Scientists call out auction house for selling skull from Benin

An international group of 200 scientists and experts in looted art are protesting   about the sale last month of a skull belonging to a member of the Fon people from Benin by Amsterdam auction house De Zwaan.

The skull, which was described at auction as a “power object”, was sold for €800. According to the protesters, who include scientists from universities in Berlin, Benin and Cameroon, the skull may have been stolen from an ancestral shrine and selling such objects goes against the mourning rituals of West African countries.

The letter writers said the auction house should remove any “skulls and body parts of African people from any current or future auction,” the Parool quoted the letter as saying.

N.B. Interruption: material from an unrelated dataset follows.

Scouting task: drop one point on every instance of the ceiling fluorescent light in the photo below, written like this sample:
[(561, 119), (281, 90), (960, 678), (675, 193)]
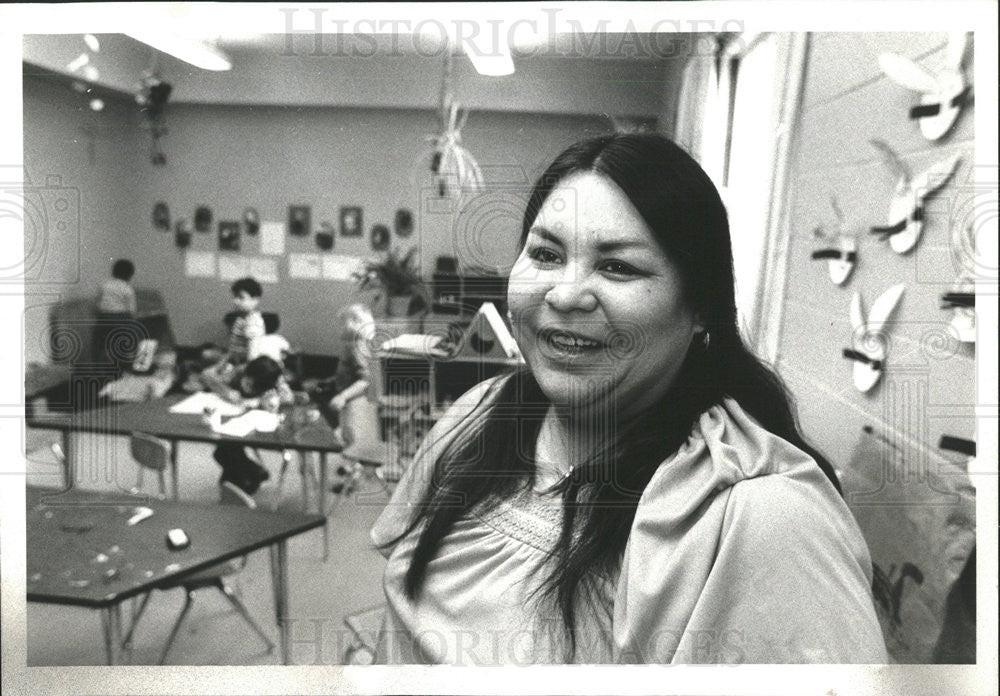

According to Dutch looted art specialist Jos van Beurden, who also signed the letter, the auction house cannot be held legally liable but that “morally speaking” it is no longer acceptable to trade in human remains that have most likely been looted in colonial times.

Van Beurden said it is surprising how little is being done to prevent trade in human remains. “If you want to go through customs carrying a skull with feathers and shells you will be stopped, not because of the skull but because it is illegal to import indigenous shells and feathers,” he told the paper. “Flora and fauna are better protected than people.”

According to Van Beurden skulls regularly come up for sale, including at prestigious auction houses, and can fetch up to €100,000

De Zwaan, which according to its website “specialises in tribal art”, has not commented on questions about the origin of the skull or the protest.